The strategy: prove by contradiction
Resolution does not derive the goal forward. Instead it assumes the goal is false and shows that this assumption is *inconsistent* with what we already know. If "the axioms plus the negated goal" lead to a contradiction, then the goal must follow from the axioms. The contradiction has a precise syntactic form: the empty clause $\square$ — a clause with no literals, which can never be satisfied.
The five steps
- Put all premises/axioms in clause form (conjunctive normal form): a conjunction of disjunctions of literals, with all quantifiers eliminated.
- Negate the theorem to be proved and convert *it* to clause form too; add it to the clause set.
- Resolve repeatedly. When two clauses contain complementary literals ($a$ in one, $\lnot a$ in the other), the resolvent is the disjunction of all *other* literals from both clauses. With variables, the literals must first be made identical by their most general unifier (mgu), and that substitution is applied to the whole resolvent.
- Derive the empty clause $\square$ — a contradiction.
- Read off the answer. The unification substitutions accumulated along the way are the variable bindings under which the original theorem is true (answer extraction).
Worked example — prove $Q$ from $P \to Q$ and $P$
First, clause form. The rule $P \to Q$ becomes the clause $\{\lnot P, Q\}$ (because $P\to Q \equiv \lnot P \lor Q$). The fact $P$ is the unit clause $\{P\}$. We want to prove $Q$, so we negate it: add $\{\lnot Q\}$.
Now resolve, using set of support (every step must involve the negated goal or one of its descendants — a complete, focused strategy):
- Resolve $\{\lnot Q\}$ with $\{\lnot P, Q\}$. The complementary pair is $Q / \lnot Q$; the resolvent keeps the rest: $\{\lnot P\}$. - Resolve $\{\lnot P\}$ with $\{P\}$. The pair is $P / \lnot P$; nothing remains: the resolvent is $\square$, the empty clause.
$\square$ means contradiction, so the negated goal was impossible — therefore $Q$ is proved. Notice this is exactly *modus ponens* run backwards through cancellation: $Q$ and $\lnot Q$ cancel, $P$ and $\lnot P$ cancel, and the cancellation to nothing is the proof.
Skolemization (why $\exists$ disappears)
Resolution works syntactically on terms, so existential quantifiers must go. Skolemization replaces an existentially quantified variable with a witness. A bare $\exists Y\,foo(Y)$ becomes a Skolem constant $foo(k)$. But inside a universal — $\forall X\,\exists Y\,mother(X,Y)$ — the $Y$ *depends on* $X$, so it becomes a Skolem function: $\forall X\,mother(X, m(X))$ (every $X$ has their own mother $m(X)$). Skolem functions also carry the answer in answer extraction: proving "John has a grandparent" yields the term $pa(pa(john))$.
Search strategies (resolution still needs control)
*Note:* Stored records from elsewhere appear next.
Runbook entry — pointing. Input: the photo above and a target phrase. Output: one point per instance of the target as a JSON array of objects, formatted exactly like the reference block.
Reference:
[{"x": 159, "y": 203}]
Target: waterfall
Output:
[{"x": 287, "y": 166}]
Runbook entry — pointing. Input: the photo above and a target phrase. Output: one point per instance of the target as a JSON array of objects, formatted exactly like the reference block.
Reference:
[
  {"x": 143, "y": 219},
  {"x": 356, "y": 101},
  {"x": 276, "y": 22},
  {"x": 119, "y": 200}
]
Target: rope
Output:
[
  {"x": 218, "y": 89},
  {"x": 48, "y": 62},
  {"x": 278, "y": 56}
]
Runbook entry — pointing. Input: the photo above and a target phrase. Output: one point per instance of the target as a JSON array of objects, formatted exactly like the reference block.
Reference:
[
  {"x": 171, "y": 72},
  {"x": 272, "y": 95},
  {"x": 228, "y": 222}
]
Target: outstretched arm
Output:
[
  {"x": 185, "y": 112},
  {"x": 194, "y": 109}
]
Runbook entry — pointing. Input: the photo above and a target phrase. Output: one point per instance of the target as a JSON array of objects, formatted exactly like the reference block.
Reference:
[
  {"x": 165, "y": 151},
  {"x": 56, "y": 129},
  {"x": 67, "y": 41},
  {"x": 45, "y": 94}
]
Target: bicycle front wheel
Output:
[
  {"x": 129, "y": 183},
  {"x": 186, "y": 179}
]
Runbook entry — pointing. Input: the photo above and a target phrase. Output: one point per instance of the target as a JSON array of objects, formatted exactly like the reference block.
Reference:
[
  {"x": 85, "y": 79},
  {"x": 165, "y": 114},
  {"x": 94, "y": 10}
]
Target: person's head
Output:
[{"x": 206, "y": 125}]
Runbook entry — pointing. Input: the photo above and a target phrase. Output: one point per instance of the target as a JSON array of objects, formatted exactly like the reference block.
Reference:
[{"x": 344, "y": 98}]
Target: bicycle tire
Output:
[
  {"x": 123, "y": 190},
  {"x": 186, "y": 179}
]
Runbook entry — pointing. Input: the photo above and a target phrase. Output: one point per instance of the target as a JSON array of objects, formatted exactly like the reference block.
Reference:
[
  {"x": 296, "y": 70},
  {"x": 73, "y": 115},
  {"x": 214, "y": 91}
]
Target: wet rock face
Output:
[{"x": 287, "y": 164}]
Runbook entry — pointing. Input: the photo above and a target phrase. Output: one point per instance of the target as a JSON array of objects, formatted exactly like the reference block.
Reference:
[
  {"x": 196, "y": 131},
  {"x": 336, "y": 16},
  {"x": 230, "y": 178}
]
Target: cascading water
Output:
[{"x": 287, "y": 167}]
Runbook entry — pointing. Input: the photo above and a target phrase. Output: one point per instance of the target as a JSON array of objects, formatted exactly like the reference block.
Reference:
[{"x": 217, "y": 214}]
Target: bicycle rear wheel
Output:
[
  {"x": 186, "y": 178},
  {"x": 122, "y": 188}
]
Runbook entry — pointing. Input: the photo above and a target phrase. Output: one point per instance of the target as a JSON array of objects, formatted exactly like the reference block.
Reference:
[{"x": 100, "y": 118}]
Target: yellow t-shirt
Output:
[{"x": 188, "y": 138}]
Resolution is one rule, but *which* pairs to resolve is a search problem with combinatorial blow-up. Four strategies tame it:
- Breadth-first — all level-$n$ resolvents before level $n{+}1$. Complete, but exponential. - Set of support — every step uses the negated goal or a descendant of it. Complete when the premises alone are consistent, and far more focused (used in the worked example). - Unit preference — prefer resolving with single-literal (unit) clauses, which shrinks clauses fastest. A useful efficiency heuristic; incomplete on its own. - Linear input form — always resolve the newest clause against an *original* axiom. Complete for Horn-clause databases (this is exactly what makes Prolog efficient) but not for general clauses.
Two housekeeping simplifications keep the clause space small: tautology elimination (discard any clause containing both $p$ and $\lnot p$ — it can never help) and subsumption (discard a clause already implied by a more general one). Both preserve completeness while cutting work — the formal analog of pruning a search tree.